Rebeldia, inquietação, a ânsia por um destino memorável e a necessidade de imprimir sentido à existência são os fios condutores de “Os Fabelmans”, um dos trabalhos mais confessionais de Steven Spielberg. O diretor levou décadas até reunir coragem para traduzir em imagens sua trajetória e seu encantamento pelo cinema, construindo uma narrativa sensível, estruturada a partir de uma família judaica cujos membros manifestam personalidades e aspirações distintas, sem que isso leve ao caos ou ao afastamento.
A essência desse filme já se inscrevia, de forma mais ou menos disfarçada, em algumas de suas realizações mais icônicas.
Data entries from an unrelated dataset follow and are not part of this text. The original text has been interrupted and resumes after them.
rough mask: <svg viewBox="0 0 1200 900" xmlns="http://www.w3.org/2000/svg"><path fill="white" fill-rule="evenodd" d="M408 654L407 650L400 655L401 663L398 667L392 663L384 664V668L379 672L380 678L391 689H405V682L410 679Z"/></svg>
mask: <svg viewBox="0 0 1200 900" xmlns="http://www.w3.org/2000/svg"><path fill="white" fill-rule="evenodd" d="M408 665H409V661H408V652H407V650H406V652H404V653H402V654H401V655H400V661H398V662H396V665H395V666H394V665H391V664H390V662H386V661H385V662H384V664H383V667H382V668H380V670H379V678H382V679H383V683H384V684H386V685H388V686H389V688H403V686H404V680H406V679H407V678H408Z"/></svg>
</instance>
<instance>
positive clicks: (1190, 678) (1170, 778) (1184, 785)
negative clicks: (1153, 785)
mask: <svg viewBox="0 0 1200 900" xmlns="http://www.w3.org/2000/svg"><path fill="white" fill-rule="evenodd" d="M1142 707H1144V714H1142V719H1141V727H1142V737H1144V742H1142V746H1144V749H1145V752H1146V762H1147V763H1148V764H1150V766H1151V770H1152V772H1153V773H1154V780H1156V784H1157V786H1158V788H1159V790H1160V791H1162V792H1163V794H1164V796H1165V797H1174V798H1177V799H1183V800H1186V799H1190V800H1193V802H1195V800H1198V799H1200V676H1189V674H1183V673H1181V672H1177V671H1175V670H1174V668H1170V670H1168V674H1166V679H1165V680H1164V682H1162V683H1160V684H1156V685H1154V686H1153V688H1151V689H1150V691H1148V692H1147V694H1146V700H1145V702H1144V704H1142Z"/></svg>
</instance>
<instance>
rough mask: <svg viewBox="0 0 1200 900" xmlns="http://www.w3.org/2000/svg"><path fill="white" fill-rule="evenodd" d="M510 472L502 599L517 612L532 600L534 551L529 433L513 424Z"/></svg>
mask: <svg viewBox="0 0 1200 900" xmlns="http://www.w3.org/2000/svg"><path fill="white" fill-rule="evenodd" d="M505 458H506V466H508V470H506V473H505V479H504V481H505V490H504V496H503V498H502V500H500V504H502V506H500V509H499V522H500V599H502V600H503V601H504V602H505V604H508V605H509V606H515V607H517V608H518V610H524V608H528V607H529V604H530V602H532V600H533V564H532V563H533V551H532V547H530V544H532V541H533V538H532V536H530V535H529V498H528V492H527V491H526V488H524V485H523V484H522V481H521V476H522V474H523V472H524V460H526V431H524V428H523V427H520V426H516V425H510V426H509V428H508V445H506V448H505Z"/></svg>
Quem observar atentamente as entrelinhas de “E.T. O Extraterrestre” (1982), “A Lista de Schindler” (1993) ou até mesmo “Tubarão” (1975) e “Guerra dos Mundos” (2005) perceberá a recorrência de um fascínio por narrativas que extrapolam o ordinário. Aqui, esse impulso se revela sem subterfúgios, por meio de uma estrutura que combina memórias, recursos metalinguísticos e uma profunda reflexão sobre o olhar que transforma a realidade em ficção.
Mitzi Fabelman renunciou a uma promissora carreira como pianista para se dedicar ao casamento, mantendo apenas aulas particulares como um pálido vestígio do que poderia ter sido. Seu marido, Burt, é um engenheiro bem-sucedido que enxerga no cinema doméstico um mero passatempo. Já Sammy, o filho mais velho do casal, sintetiza as naturezas opostas dos pais. Ao levá-lo para assistir a “O Maior Espetáculo da Terra” (1952), obra de Cecil B. DeMille que retrata o lendário Ringling Bros-Barnum and Bailey Circus, eles, sem saber, desencadeiam uma transformação irreversível no garoto.
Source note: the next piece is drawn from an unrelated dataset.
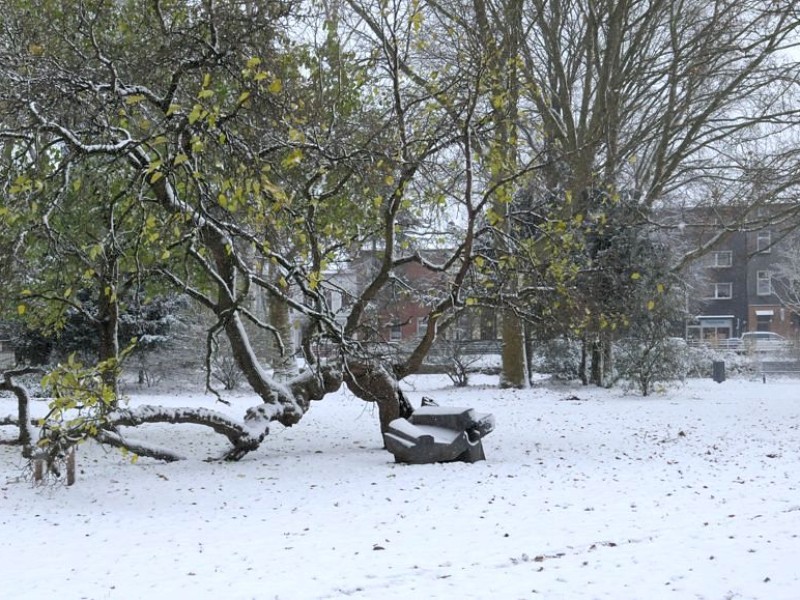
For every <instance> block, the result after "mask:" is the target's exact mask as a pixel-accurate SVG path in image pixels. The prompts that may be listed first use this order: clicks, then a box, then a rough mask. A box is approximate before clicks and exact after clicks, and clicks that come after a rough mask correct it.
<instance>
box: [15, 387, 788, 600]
mask: <svg viewBox="0 0 800 600" xmlns="http://www.w3.org/2000/svg"><path fill="white" fill-rule="evenodd" d="M476 381H477V382H478V383H481V385H478V386H476V387H470V388H466V389H463V388H462V389H454V388H452V387H448V386H447V384H448V380H447V379H446V378H440V377H434V376H426V377H419V378H415V379H413V380H412V381H411V384H410V385H409V384H406V385H405V388H406V390H407V395H408V396H409V398H410V399H411V400H412V402H413V403H414V404H415V405H417V406H418V405H419V402H420V400H421V398H422V396H423V395H426V396H431V397H433V398H434V399H435V400H436V401H437V402H438V403H439V404H440V405H443V406H470V407H474V408H475V409H476V410H479V411H481V412H490V413H493V414H494V416H495V418H496V423H497V426H496V429H495V430H494V431H493V432H492V433H491V434H490V435H488V436H487V437H486V438H485V439H484V448H485V450H486V455H487V460H486V461H485V462H479V463H475V464H464V463H448V464H436V465H400V464H396V463H394V462H393V460H392V457H391V455H390V454H388V453H387V452H386V451H385V450H383V449H382V448H381V440H380V436H379V434H378V416H377V412H376V411H374V410H373V409H372V408H371V406H370V405H366V404H364V403H363V402H361V401H360V400H358V399H356V398H354V397H352V396H351V395H348V394H347V393H345V392H340V393H338V394H335V395H332V396H330V397H328V398H326V399H325V400H323V401H321V402H315V403H314V404H313V406H312V409H311V411H310V412H309V414H308V415H307V416H306V417H305V418H304V419H303V420H302V421H301V422H300V423H299V424H298V425H295V426H294V427H292V428H289V429H285V428H282V427H280V426H277V425H276V426H274V427H273V431H272V433H271V434H270V435H269V436H268V437H267V439H266V440H265V442H264V443H263V444H262V446H261V448H260V449H259V450H258V451H257V452H253V453H251V454H249V455H247V456H245V457H244V458H243V459H242V460H241V461H240V462H238V463H223V462H216V461H211V462H208V461H206V460H204V459H206V458H207V457H209V456H219V455H221V454H222V453H223V452H224V451H225V450H227V449H228V445H227V441H226V440H225V438H224V437H223V436H220V435H216V434H214V433H212V432H210V431H209V430H208V429H206V428H201V427H197V426H193V425H145V426H142V427H140V428H138V429H137V431H136V437H137V438H142V439H145V438H146V439H148V440H149V441H150V442H151V443H158V444H160V445H162V446H166V447H169V448H172V449H173V450H175V451H178V452H180V453H181V454H184V455H187V456H191V457H192V458H191V459H189V460H186V461H181V462H176V463H169V464H167V463H161V462H157V461H154V460H150V459H145V458H141V459H139V460H138V461H136V462H132V461H131V460H130V457H127V458H126V457H123V456H122V455H121V454H120V453H119V451H117V450H113V449H104V448H101V447H98V446H94V445H88V444H87V445H85V446H83V447H81V448H80V450H79V454H78V466H79V469H80V473H79V475H78V481H77V483H76V484H75V485H74V486H72V487H64V486H33V485H32V484H31V483H30V482H29V481H27V480H26V479H25V478H24V477H23V472H24V468H25V465H24V462H23V461H22V459H21V458H20V457H19V448H16V447H11V446H7V445H2V446H0V469H1V470H0V571H1V572H2V578H1V579H2V588H1V589H2V592H1V593H0V596H2V598H4V599H6V600H8V599H14V600H15V599H24V600H35V599H45V598H51V597H63V598H91V599H105V598H121V599H135V598H193V599H206V598H207V599H219V598H226V599H250V598H258V599H262V598H268V599H274V598H279V599H291V600H295V599H312V598H313V599H322V598H362V599H373V598H381V599H387V600H388V599H409V598H441V599H450V598H482V599H483V598H502V599H515V598H526V599H527V598H546V599H548V600H549V599H576V598H577V599H581V598H586V599H589V598H591V599H595V598H597V599H600V598H609V599H614V600H619V599H623V600H624V599H634V598H636V599H638V598H648V599H658V598H679V599H684V598H693V599H694V598H708V599H722V598H736V599H742V598H758V599H765V600H767V599H768V600H781V599H787V600H788V599H795V598H798V595H799V594H800V592H798V589H800V576H798V570H797V568H796V561H797V559H796V556H797V554H798V552H800V538H799V537H798V535H800V527H798V525H799V524H800V493H799V492H798V481H799V480H800V400H798V395H799V394H798V391H800V380H791V379H784V380H775V381H770V382H768V383H767V384H763V383H761V382H755V381H747V380H743V379H742V380H728V381H726V382H725V383H723V384H715V383H713V382H711V381H708V380H704V381H700V380H694V381H690V382H688V383H687V384H686V385H684V386H682V387H678V388H674V389H671V390H668V391H666V392H664V393H661V394H658V395H655V396H652V397H648V398H642V397H640V396H634V395H625V394H624V393H623V392H622V391H620V390H602V389H595V388H588V387H580V386H563V385H557V384H544V383H543V384H537V385H536V386H534V387H532V388H531V389H529V390H521V391H513V390H500V389H497V387H496V382H497V379H496V378H488V377H487V378H483V379H482V380H480V381H479V380H477V379H476ZM231 401H232V405H231V406H230V407H221V406H220V405H215V404H214V403H213V399H212V398H210V397H208V396H205V397H204V396H201V395H174V396H160V397H152V396H134V397H133V398H132V399H131V403H132V405H137V404H167V405H174V406H176V407H177V406H186V405H190V404H192V403H194V404H195V405H203V406H206V407H208V408H210V409H214V410H222V411H223V412H225V413H227V414H230V415H231V416H232V417H236V418H240V417H241V414H242V412H243V411H244V410H245V409H246V408H247V407H249V406H251V405H252V404H253V403H254V399H253V397H247V396H245V395H240V396H236V397H234V398H231ZM14 408H15V404H14V401H13V400H12V399H11V398H2V399H0V414H5V413H13V412H14ZM33 408H34V411H36V412H37V413H41V412H42V410H43V409H44V408H45V405H44V403H41V402H36V403H34V406H33ZM13 434H14V430H13V428H2V429H0V439H9V438H10V437H12V436H13Z"/></svg>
Spielberg e o roteirista Tony Kushner dedicam uma atenção especial ao momento em que o pequeno Sammy, vivido por Mateo Zoryon Francis-DeFord, absorve com intensidade cada detalhe do que vê na tela e, incapaz de conter o impulso criativo, reproduz o impacto de um desastre ferroviário usando seus brinquedos. O pai, cético, vê apenas desordem e desperdício, enquanto Mitzi reconhece ali um talento latente. Essa oposição, brilhantemente incorporada por Michelle Williams e Paul Dano, orienta grande parte do filme, evidenciando as forças que moldam o protagonista. Já adolescente, Sammy, interpretado por Gabriel LaBelle, dirige seus colegas escoteiros em um curta sobre a Segunda Guerra Mundial (1939-1945), revelando-se um cineasta nato desde os primeiros passos. A trajetória parecia traçada.
A intuição que permitiu a Spielberg se conectar tão profundamente ao público, convertendo premissas improváveis em sucessos retumbantes, nunca foi mero acaso. Sua capacidade de captar o espírito de uma época e de traduzir anseios coletivos em experiências cinematográficas inesquecíveis fez dele um mestre da indústria cultural. Mas o que torna “Os Fabelmans” uma obra singular é o modo como o diretor se despe de artifícios para expor, com rara sensibilidade, as origens desse olhar perspicaz. Entre recordações, referências e um amor inegociável pelo ofício, Spielberg retorna ao ponto onde tudo começou, reconstruindo, com a precisão de um artesão e a emoção de um sonhador, a gênese de seu fascínio pelo poder das histórias bem contadas.